Over the past few months, I’ve been trying to be more conscious about how I react and interact with people I disagree with. Rather than discrediting or nearly ignoring dissenting opinions, I’ve been focusing on trying to learn why those opinions exist in someone.
We often have a hard time listening to opinions or ideas that directly conflict with our own beliefs. Many opinions can be changed by learning facts on the subject, but it’s much harder when it comes to religious, political, or social beliefs. It almost seems like a biological defense mechanism.
Recently I came across a post by Benjamin Mathes titled How To Listen When You Disagree (please click through and read the whole thing, it’s well worth it). In the post he recounts hist experience of “Free Listening” at the Republican National Convention — he sets up with a sign and just listens to anyone about anything they want to say.

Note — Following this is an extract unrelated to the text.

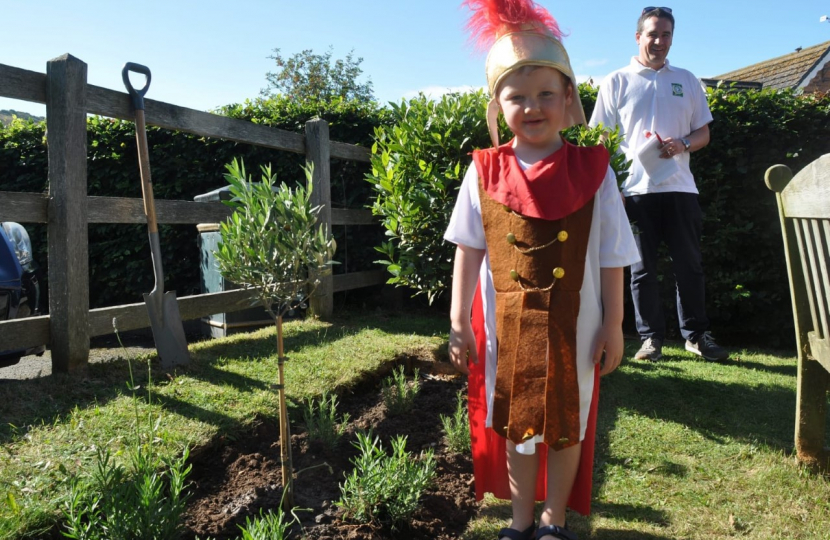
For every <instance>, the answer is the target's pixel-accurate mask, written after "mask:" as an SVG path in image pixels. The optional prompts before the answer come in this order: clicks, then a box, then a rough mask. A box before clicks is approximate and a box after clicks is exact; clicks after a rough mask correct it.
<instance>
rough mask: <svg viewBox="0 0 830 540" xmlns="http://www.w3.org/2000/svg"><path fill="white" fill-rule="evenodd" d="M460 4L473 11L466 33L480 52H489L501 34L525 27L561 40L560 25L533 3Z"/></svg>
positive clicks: (499, 0) (523, 28)
mask: <svg viewBox="0 0 830 540" xmlns="http://www.w3.org/2000/svg"><path fill="white" fill-rule="evenodd" d="M463 5H464V6H467V7H468V8H470V10H471V11H472V14H471V15H470V20H469V21H467V30H468V31H469V32H470V41H471V42H472V43H473V45H474V46H475V47H476V48H477V49H479V50H482V51H486V50H488V49H489V48H490V47H491V46H492V45H493V43H494V42H495V41H496V39H497V38H498V37H499V36H501V35H503V34H506V33H509V32H518V31H520V30H527V29H528V28H531V29H535V30H537V31H538V32H540V33H550V34H552V35H553V37H555V38H556V39H558V40H561V39H562V31H561V30H560V29H559V23H557V22H556V19H554V18H553V16H552V15H551V14H550V13H548V11H547V10H546V9H545V8H543V7H542V6H540V5H538V4H536V2H534V1H533V0H464V3H463Z"/></svg>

In the post he talks about the importance of looking past the opinion and listening to the person. Get their story, and learn how they came to have those opinions you disagree with.
“When someone has a point of view we find difficult to understand, disagreeable, or even offensive, we must look to the set of circumstances that person has experienced that resulted in that point of view.
Get their story, their biography, and you’ll open up the real possibility of an understanding that transcends disagreement.”
This is an incredibly powerful message. It’s often so difficult to truly listen to someone in the face of disagreement. I know I often discredit opinions that I find irrational or offensive, something I’m actively working on every day.
But we must remember that, just like our own stories that brought us to our own beliefs, these people with different beliefs and opinions have their own story that brought them there. We must work to listen to the person, not just the opinion.